The Italian government’s dire financial situation is forcing a change, and the wealthy are increasingly being enlisted to help pay to keep up the country’s artistic heritage. Diego Della Valle, head of luxury leather goods company Tod’s, is now helping to restore Rome’s Colosseum. Officials stress that he will be rewarded only with a small plaque.

In the case of della Francesca’s ‘The Resurrection’, the entire renovation is still being carried out by the state, while Osti gets the privilege of helping pay for it. Visitors will be able to watch restoration work from a specially built platform and follow it on a mobile phone app.

Della Francesca painted ‘The Resurrection’ sometime between 1450 and 1465 on a wall of what was then the town hall, now a museum. It depicts a stern risen Christ on the edge of a sepulchre; the city’s name means “holy sepulchre” in Italian.

The restored version may make the painting even more extraordinary than it appeared to Huxley: a recent, three-dimensional computer reconstruction using 20 non-invasive techniques including infrared imaging showed that dirt and decay had robbed the painting of much of its perspective.

During World War Two, British artillery officer Tony Clarke disobeyed orders to shell Sansepolcro because he had read a 1925 essay in which Huxley extolled the fresco.
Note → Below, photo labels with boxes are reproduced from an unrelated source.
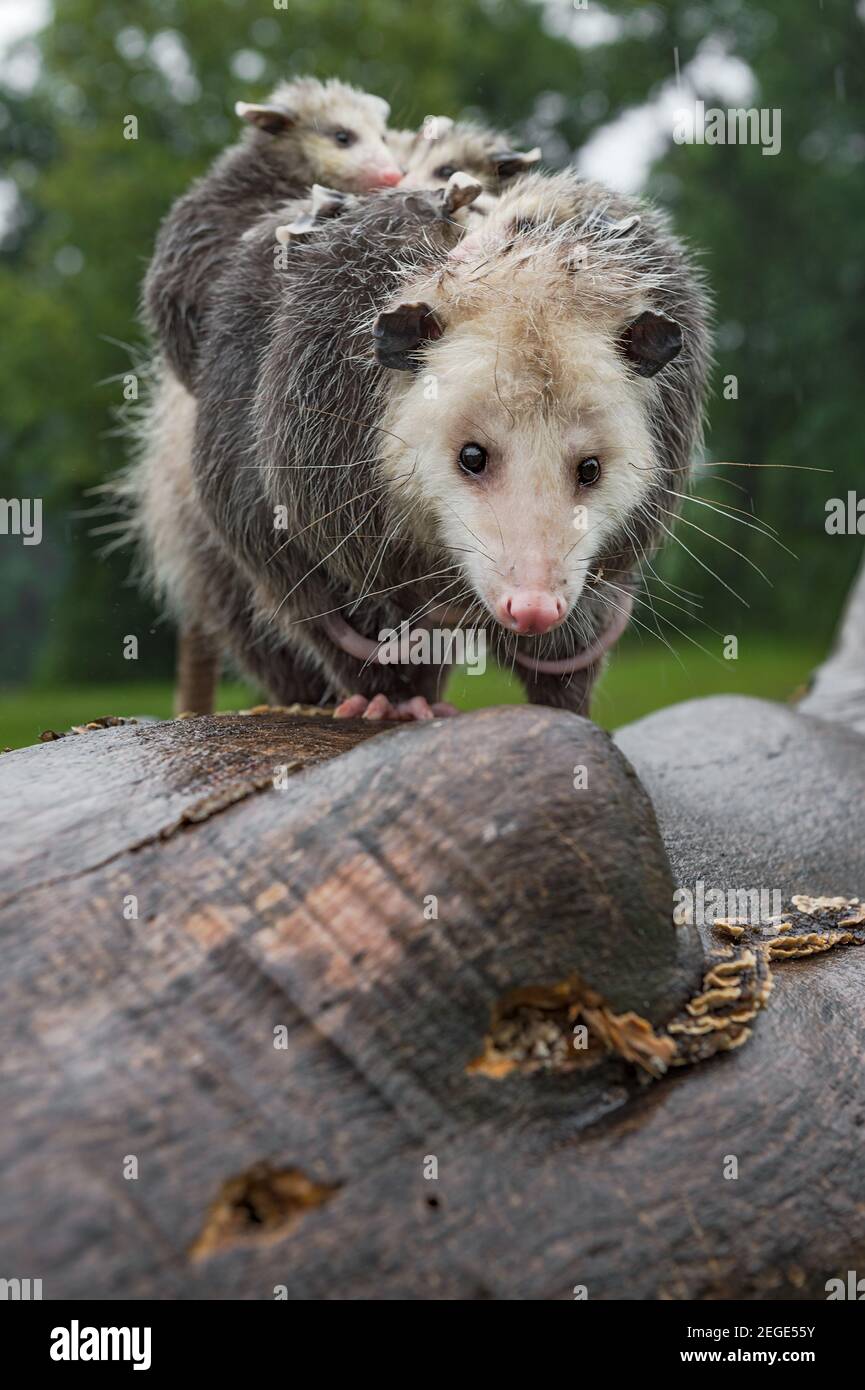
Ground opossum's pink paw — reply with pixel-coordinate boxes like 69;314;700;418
334;695;459;724
334;695;370;719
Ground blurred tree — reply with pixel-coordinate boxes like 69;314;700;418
0;0;865;680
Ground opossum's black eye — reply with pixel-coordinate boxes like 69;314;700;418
459;443;487;473
510;213;538;236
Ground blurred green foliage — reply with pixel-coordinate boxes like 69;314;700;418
0;0;865;682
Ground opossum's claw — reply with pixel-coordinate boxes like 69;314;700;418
334;695;459;724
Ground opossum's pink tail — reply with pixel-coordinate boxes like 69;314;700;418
516;594;634;676
323;594;634;676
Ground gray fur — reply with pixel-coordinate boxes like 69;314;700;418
142;78;387;391
161;177;709;709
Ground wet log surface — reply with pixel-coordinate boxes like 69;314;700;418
0;661;865;1298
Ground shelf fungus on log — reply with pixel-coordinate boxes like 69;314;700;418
0;702;865;1298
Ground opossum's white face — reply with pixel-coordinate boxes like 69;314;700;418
401;117;541;198
385;324;655;634
236;81;402;193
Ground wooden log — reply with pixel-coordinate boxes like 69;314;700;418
0;702;865;1298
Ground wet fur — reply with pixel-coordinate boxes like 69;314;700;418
148;175;708;709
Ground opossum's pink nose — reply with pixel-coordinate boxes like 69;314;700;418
364;167;402;188
496;589;567;634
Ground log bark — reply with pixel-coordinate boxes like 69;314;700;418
0;567;865;1298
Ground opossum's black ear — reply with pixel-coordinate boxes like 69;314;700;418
373;303;444;371
619;309;681;377
491;146;541;178
234;101;295;135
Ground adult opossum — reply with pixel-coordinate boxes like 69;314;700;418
147;174;708;717
143;78;402;389
132;113;540;710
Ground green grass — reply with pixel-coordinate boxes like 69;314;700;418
0;637;825;748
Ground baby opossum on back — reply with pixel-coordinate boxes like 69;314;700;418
143;78;402;389
388;115;541;195
155;174;708;710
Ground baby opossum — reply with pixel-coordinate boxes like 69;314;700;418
143;78;402;389
147;174;708;717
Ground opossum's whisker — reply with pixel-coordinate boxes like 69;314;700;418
658;506;778;589
266;482;414;564
562;525;609;563
663;488;798;560
354;575;475;671
289;564;459;627
403;573;464;627
279;396;409;449
598;580;686;670
270;502;377;623
697;471;751;498
435;592;484;696
642;555;704;607
708;459;834;473
442;499;492;564
665;489;779;535
601;580;729;670
435;589;492;691
658;517;751;609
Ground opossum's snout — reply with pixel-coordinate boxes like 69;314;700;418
495;589;567;634
357;164;402;192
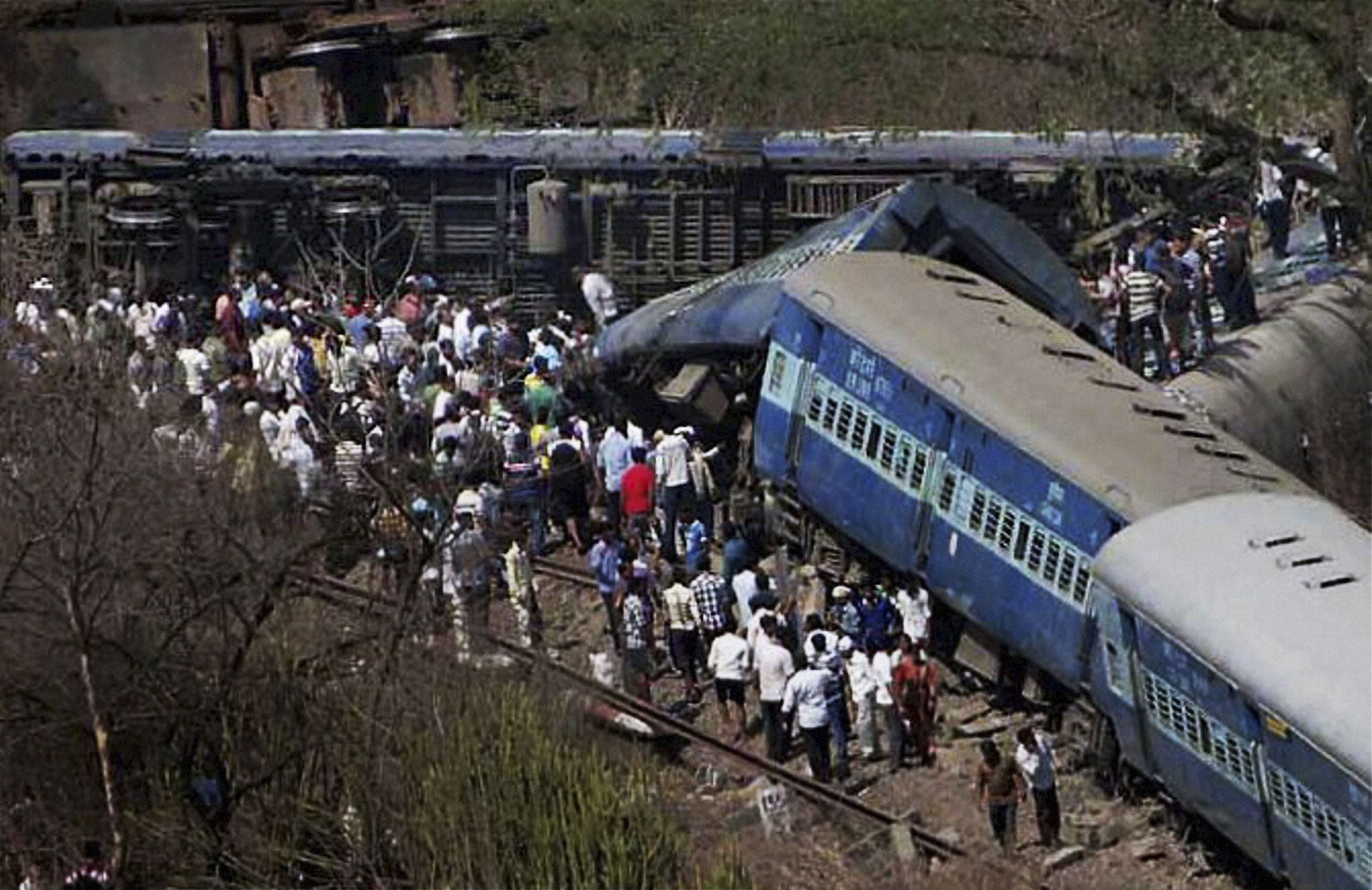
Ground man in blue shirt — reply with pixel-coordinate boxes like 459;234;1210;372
588;525;620;652
858;585;900;648
719;522;753;584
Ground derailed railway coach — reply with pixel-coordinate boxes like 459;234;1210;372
1089;495;1372;887
753;253;1372;887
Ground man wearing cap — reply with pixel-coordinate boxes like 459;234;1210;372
838;637;881;761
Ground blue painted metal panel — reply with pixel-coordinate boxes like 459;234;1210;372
927;518;1083;688
971;430;1110;555
1262;721;1372;889
596;183;1097;364
1138;619;1279;871
796;428;919;572
4;131;147;165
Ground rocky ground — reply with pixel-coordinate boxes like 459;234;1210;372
495;556;1266;890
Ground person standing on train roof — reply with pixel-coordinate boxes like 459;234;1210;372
974;739;1025;853
858;584;900;647
576;269;619;330
619;448;657;537
829;584;867;640
653;427;694;562
896;577;933;649
620;577;653;702
780;643;833;781
753;615;796;763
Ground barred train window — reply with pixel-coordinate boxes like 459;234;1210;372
866;419;884;460
894;436;914;479
805;378;829;423
848;408;867;454
881;427;896;472
939;472;958;512
1054;548;1077;593
834;398;853;442
767;351;786;393
823;393;838;433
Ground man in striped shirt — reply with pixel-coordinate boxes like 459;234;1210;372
1121;232;1168;377
690;568;730;649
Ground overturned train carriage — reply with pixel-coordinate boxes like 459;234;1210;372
753;253;1372;887
3;129;1188;314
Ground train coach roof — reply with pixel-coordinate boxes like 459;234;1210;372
1092;495;1372;781
786;253;1308;522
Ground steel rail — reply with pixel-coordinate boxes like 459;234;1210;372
295;574;967;857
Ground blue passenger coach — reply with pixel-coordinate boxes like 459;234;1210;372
1091;495;1372;889
754;253;1305;690
753;253;1372;890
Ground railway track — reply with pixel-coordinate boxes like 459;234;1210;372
293;571;977;878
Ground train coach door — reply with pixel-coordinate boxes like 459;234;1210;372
786;317;825;479
911;405;956;566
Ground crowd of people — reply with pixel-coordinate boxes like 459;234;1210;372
9;255;1070;863
1083;217;1258;379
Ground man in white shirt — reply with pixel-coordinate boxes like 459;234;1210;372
780;656;830;781
707;631;753;743
1016;726;1062;847
867;645;906;772
663;571;703;702
896;581;933;649
653;430;695;562
838;637;890;761
580;272;619;328
249;313;295;395
730;568;757;628
753;615;796;763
Despite being under pressure from superiors, Clarke delayed long enough so that occupying German forces had retreated and shelling the city was no longer necessary. The locals responded by naming a street after him.

“It was like a prophecy of what we are trying to do now. We too are trying to preserve works of art for future generations,” Cecilia Frosinini, head of the frescoes department at Italy’s premier art restoration institute, Florence’s Opificio delle Pietre Dure, which is carrying out the restoration. 

Published in The Express Tribune, November 18th, 2014.